QuartierLointainint_18112006

Hiroshi, un cadre de 48 ans, père de famille, a tendance à picoler après les heures de bureau. Alors qu'il doit rentrer à Tokyo après une réunion, il prend involontairement un train pour sa ville natale. Ses pas le conduisent vers la tombe de sa mère et il s'évanouit. A son réveil, Hiroshi a de nouveau 14 ans. Il s'affole, ne comprend pas, se persuade qu'il rêve mais doit pourtant revivre cette période adolescente au cours de laquelle son père a quitté le foyer sans explication. Cet étrange phénomène de regression va permettre à Hiroshi de comprendre les raisons de ce départ brutal et peut-être de l'empêcher...

Mazette ! Quelle splendeur que ce roman graphique ! Tellement splendide que le Japon de Taniguchi m'a poursuivie dans mon sommeil, je ne mens pas !

Les dessins sont comme toujours, d'une finesse d'expression incomparable, enrichis d'une foule de détails que mon oeil peu exercé a eu du mal à capter dans sa totalité. C'est d'ailleurs mon unique frustation concernant cet album. Le graphisme en noir et blanc, qui restitue comme dans un film le Japon, ses traditions ( la grand-mère penchée sur son métier à tisser... son doux visage, marqué par le temps mais toujours si serein...) ses commerces, ses ruelles, ses écoles, tout cela mériterait une lecture patiente.
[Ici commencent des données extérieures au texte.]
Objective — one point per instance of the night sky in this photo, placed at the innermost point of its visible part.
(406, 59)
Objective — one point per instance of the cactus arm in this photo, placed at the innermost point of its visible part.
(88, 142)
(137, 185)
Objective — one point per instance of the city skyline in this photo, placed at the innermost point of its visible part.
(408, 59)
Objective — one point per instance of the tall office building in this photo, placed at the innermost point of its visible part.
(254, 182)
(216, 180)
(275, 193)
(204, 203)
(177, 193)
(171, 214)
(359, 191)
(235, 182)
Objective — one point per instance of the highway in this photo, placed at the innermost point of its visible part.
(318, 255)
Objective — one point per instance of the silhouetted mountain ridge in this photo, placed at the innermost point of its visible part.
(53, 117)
Je me suis efforcée de ne pas avaler le roman d'un seul coup mais mon avidité naturelle a hélas pris le dessus. j'ai donc certainement zappé plein de petites choses, du terrien mais aussi de l'impalpable (merci ma Claire, j'emprunte tes mots utilisés dans d'autres circonstances, mais qui collent parfaitement à mon ressenti)...

Et puis ce scénario, tellement bien ficelé, haletant, qui ne laisse rien au hasard... Emotion, suspense, poésie, gourmandise (les personnages dînent, déjeunent, c'est gustativement évocateur et les plats sont explicités dans les notes en bas de page) questions philosophiques abordées simplement mais avec profondeur sur le temps qui passe et qu'on ne rattrape plus, sauf peut-être quand on a la grâce et l'imaginaire d'un Taniguchi... tout y est. Un chef-d'oeuvre.